Qualquer governo, por mais safado que seja, ainda é muito para esse povo sem
brios, sem vergonha na cara, esse povo burro e ridiculamente humilde, vaquinha
de presépio que engole tudo até o talo, até a última gota, todos os sapos,
todos os calangos, esse povo cativo, covarde, sempre com o rabo entre as
pernas, esse povo que marchou com Deus, pela família, esse povo que deu seu
ouro para o bem do Brasil, esse povo que vive coçando a virilha, que bebe
cerveja sem colarinho, lê horóscopo e coluna social, esse povo que encoxa
mulher no ônibus, que cheira cola, que puxa o saco do gerente, alcaguete de
polícia, esse povo que, em dia de greve de ônibus, pega táxi para ir para o
escritório, que pega avião para assistir Chitãozinho e Xororó em Las Vegas,
esse povo besta que deixa a Xuxa fazer a cabeça de seus filhos, esse povo cujo
ancestral índio acolheu o português de braços abertos em 1500, que rezou a
primeira missa bem comportado junto aos jesuítas, esse povo que recebeu a
Independência do Imperador da colônia, esse povo que proclamou a República e
botou um militar no lugar do rei, esse povo que paga uma fortuna por uma TV a
cabo e só assiste bosta, esse povo que come merda, respira merda, só pensa
merda, esse povo que faz na entrada, na saída, no meio e ainda deixa um pouco atrás da porta pra ser encontrado no dia seguinte, um povinho que acredita no Jornal Nacional."

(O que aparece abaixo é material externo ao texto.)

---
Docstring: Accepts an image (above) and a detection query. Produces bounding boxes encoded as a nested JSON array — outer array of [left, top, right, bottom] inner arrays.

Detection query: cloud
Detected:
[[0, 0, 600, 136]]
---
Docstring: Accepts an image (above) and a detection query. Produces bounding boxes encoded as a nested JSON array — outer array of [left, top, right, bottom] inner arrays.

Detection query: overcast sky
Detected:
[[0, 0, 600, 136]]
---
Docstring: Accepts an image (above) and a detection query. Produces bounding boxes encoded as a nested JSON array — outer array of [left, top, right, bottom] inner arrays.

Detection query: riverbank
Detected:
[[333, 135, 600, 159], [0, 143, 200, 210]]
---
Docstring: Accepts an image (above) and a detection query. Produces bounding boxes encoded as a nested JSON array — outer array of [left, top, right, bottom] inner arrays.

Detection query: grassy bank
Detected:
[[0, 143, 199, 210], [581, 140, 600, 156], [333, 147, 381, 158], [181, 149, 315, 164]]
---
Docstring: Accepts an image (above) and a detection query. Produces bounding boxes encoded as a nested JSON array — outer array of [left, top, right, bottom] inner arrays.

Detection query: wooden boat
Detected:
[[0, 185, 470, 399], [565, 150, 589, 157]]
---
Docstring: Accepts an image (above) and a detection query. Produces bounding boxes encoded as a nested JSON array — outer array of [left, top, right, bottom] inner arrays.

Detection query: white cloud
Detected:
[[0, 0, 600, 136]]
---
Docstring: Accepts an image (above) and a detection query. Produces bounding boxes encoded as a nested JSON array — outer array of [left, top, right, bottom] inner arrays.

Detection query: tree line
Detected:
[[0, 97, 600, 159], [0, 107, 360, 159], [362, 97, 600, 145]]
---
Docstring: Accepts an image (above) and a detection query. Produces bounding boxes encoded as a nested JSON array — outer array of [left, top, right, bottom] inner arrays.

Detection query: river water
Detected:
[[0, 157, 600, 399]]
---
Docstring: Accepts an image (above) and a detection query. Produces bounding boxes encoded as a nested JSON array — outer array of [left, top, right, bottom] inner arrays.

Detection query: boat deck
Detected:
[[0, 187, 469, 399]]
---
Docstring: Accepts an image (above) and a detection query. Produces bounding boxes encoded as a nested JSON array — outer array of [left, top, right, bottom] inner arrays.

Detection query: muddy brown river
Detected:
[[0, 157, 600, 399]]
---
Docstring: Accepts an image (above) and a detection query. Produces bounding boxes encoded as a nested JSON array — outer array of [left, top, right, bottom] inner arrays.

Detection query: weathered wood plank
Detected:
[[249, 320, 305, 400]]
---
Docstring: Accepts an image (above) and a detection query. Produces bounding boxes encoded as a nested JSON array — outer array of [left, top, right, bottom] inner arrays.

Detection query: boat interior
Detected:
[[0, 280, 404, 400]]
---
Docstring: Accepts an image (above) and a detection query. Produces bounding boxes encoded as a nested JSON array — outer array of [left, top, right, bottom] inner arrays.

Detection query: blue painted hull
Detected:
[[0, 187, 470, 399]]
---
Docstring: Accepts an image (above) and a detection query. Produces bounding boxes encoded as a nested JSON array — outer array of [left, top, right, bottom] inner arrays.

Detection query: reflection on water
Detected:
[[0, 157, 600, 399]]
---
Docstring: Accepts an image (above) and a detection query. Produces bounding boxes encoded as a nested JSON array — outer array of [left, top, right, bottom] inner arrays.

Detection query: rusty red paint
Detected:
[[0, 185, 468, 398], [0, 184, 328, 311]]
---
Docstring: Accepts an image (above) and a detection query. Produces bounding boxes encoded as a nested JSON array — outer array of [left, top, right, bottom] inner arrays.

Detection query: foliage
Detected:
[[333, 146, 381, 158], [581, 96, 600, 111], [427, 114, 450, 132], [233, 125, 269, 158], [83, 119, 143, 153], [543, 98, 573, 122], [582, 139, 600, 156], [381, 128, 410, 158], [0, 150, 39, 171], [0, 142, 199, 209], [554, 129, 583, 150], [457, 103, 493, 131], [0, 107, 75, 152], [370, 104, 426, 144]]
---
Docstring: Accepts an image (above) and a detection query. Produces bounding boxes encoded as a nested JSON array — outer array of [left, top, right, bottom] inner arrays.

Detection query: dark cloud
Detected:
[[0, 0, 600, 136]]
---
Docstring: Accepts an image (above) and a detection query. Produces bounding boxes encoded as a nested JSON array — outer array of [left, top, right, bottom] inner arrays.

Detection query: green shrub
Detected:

Mais atual, impossível. Mas se o grande Furio Lonza tivesse escrito em recentes dias este seu texto, sabemos bem que teria um material ainda mais farto que haveria de incluir aqueles grupos de seres sem-noção fazendo ridículas coreografias pró-golpe, com direito a uma estarrecedora ala geriátrica com seus matusaléns fascistas e todos os parvos teleguiados pela Rede Globo e por toda a grande mídia, vestidos com camisas da CBF, marchando nas ruas ao lado dos mais asquerosos corruptos, repetindo seus mais demagógicos bordões, clamando pelo fim de um governo de cunho popular eleito legitimamente, reivindicando a
volta dos militares ao poder, a tortura, a repressão e toda sorte de suplícios e malefícios que causariam inveja aos mais fustigados masoquistas da História. Figuraria, enfim, toda a inconcebível participação desse
povinho parvo em apoio a um golpe que extermina direitos populares tão arduamente conquistados, que entrega as riquezas naturais da nação à sanha dos mais gananciosos capitalistas apátridas, que aniquila sonhos e esperanças, que destrói o país em que ele próprio nasceu e onde vive,
inviabilizando o presente e o futuro para si mesmo, seu filhos, famílias e
netos. Ai do Brasil. Ai de seu povo. Ai de nós, São Longuinho!